Isaac knew he might be at the mid-point on his journey to “Save the Cat,” or just past it, but he was closing the book on his story here. This was as good of a time as any to leave it all behind because the “Fun and Games” of it all were clearly over, and if the beat sheet was to be believed, then what lay ahead for him didn’t sound all that appetizing. Isaac could do without going through the stages of “Bad Guys Close In,” “All is Lost,” and “Dark Night of the Soul.” No thanks. Those trials would be best left to someone else. Isaac was going to go out on top.

As he was exiting Anne’s, Isaac turned around for the memories, wanting one last look at this chapter of his life to commemorate his accomplishments. When he did, his eyes fixated on Anne’s wall of fame again. There was a portrait of interest to him.

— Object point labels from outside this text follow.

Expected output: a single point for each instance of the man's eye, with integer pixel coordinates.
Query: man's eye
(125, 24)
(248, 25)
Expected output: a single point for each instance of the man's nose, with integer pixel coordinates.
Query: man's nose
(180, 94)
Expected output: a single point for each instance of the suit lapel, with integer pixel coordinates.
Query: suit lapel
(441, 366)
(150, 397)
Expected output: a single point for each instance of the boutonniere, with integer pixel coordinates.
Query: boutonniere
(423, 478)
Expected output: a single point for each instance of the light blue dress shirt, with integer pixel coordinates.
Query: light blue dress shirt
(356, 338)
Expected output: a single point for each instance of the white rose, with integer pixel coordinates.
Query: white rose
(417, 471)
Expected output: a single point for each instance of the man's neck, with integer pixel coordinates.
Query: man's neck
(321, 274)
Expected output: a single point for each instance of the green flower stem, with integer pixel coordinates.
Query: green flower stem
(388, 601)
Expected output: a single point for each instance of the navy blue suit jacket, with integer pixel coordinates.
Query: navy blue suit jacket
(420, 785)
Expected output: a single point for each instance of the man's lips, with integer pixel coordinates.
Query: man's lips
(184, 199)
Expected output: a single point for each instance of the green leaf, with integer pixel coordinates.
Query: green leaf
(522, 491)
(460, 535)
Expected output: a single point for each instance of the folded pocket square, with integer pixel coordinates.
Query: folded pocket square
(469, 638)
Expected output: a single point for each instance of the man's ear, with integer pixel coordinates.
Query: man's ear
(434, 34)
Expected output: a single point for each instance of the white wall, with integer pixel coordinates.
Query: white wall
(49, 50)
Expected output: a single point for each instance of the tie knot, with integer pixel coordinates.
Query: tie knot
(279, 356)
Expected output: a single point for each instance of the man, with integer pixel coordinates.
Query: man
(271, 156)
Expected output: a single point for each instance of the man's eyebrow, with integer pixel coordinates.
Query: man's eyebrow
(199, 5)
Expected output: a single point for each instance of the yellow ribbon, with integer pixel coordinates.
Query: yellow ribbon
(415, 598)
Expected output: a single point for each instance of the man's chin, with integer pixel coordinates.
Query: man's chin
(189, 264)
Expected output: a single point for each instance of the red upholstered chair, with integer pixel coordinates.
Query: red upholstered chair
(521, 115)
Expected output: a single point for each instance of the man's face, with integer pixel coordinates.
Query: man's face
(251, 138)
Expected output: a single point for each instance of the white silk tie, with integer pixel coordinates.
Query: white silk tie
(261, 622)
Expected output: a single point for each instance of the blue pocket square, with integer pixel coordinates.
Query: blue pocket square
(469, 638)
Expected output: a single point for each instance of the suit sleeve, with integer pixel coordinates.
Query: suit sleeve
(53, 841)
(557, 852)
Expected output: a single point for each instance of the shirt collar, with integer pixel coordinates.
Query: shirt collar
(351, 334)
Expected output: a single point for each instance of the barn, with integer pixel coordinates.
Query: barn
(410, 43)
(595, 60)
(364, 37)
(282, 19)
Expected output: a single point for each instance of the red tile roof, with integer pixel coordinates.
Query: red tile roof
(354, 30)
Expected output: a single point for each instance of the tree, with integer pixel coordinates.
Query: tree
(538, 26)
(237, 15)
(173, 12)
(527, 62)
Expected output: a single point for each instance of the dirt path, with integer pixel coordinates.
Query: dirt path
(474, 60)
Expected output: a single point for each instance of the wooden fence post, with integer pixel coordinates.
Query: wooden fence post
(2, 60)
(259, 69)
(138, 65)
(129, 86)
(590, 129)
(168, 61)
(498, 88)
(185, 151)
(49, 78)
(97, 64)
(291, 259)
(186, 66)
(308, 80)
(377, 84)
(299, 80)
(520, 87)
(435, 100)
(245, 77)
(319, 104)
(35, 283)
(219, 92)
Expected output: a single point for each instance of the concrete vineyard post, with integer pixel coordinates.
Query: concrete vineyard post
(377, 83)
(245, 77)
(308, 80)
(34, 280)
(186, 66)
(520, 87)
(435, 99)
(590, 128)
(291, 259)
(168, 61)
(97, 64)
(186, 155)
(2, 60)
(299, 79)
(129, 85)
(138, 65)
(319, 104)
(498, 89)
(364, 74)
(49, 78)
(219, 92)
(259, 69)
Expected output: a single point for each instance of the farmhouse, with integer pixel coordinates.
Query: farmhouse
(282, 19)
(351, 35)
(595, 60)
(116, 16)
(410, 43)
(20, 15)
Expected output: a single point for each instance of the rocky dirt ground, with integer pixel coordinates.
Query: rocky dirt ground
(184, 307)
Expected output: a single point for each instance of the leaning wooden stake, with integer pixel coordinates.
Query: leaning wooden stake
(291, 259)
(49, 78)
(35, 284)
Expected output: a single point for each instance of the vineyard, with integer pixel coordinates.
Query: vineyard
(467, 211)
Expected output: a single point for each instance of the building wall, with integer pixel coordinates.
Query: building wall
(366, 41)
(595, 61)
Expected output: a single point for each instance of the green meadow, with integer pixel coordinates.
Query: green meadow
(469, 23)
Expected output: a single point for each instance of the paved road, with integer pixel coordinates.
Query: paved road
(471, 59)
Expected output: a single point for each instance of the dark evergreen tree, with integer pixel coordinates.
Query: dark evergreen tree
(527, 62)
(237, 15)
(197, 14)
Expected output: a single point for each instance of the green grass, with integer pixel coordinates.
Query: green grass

Hung between photos of two titans of culture, Keanu Reeves and Mr. Rogers, was a black-and-white headshot of Zee Shirley, the missing Super Jesus screenwriter. Oh yeah! Isaac remembered how Liz indirectly outed Zee as Anne’s client, a lead that deserved some more follow-up questions for Anne, but oh well! That was a piece of the puzzle for someone else to fit into the larger picture. It wasn’t his problem anymore. Anne would take care of it. She would have to because this sleeper agent was committed to hitting the snooze button. So sleep tight, world, and don’t let the bed bugs bite.